Burma Army to Remove Landmines in Karen State

By Lawi Weng & Nan Lwin Hnin Pwint 8 May 2017

The Burma Army will remove landmines in Karen State following an agreement with the Karen National Union (KNU), according to Col Wunna Aung, spokesperson for the Burma Army and member of the Joint Ceasefire Monitoring Committee (JMC).

After the KNU and the JMC discussed the military codes of conduct for the project at a three-day meeting in Rangoon last week, Col Wunna Aung said on Friday “both sides want mines to be cleared, but we will need to build trust.”

A timescale for the operations had not yet been decided, he said, though demining in ethnic Karen conflict areas was part of the nationwide ceasefire agreement (NCA) signed by the Burma Army and the KNU’s armed wing the Karen National Liberation Army (KNLA) in 2015.

“Demining is for the people; we will demine near public roads and schools,” he said, adding that the Burma Army had agreed not to demine near KNLA bases but that exact locations had not yet been agreed.

“If the international community will provide technical assistance, the Tatmadaw [Burma Army] will undertake the operations,” he said.

According to Col Wunna Aung there are three areas in the country with landmines—in Karen and Shan states and Bago Division.

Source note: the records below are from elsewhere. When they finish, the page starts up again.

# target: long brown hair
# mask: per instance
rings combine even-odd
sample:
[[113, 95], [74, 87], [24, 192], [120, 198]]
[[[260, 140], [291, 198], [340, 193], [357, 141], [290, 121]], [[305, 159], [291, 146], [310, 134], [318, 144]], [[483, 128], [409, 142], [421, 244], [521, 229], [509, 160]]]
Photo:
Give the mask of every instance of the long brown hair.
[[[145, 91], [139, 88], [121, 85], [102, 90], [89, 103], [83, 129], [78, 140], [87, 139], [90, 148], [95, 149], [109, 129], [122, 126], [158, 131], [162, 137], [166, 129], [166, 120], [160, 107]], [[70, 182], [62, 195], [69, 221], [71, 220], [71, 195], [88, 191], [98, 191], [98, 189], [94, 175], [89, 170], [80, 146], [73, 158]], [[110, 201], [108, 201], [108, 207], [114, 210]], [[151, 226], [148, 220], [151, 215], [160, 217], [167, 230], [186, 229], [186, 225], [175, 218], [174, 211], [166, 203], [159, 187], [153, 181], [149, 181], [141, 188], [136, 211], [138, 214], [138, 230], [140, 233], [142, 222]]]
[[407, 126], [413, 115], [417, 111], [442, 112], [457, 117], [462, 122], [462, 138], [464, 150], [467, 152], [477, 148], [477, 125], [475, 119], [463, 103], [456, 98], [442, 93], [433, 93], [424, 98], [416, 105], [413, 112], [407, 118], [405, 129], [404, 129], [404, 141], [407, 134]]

The Burma Army will eventually demine all of these areas, he said.

Contrary to Col Wunna Aung’s Friday suggestion that many of the landmines to be removed were placed by ethnic armed groups, KNU vice chairperson Kwe Htoo Win told The Irrawaddy that his group only placed landmines in conflict areas, not in areas used by the public.

Negotiating Burma Army movement in KNU-controlled areas would need to be handled delicately, he said.

Kwe Htoo Win said the process will take time and that the public needed to be educated about the demining project before it was launched.

Saw Alex Htoo, a CSO leader in Karen State, said demining at the current time would “too early and premature.” While demining might appeal “on the surface,” he said, deeper political issues need to be explored so that such activities can be successful.

“Firstly, [the Tatmadaw] needs to solve the military code of conduct. Secondly, they need to establish borders for their controlled territory,” he said. “It seems to me that the Tatmadaw jumped steps. While they could not solve these first two points, they jumped to another step.”

“I do not see that the Tatmadaw has genuine concern for this project. Their actions may cause problems,” he added.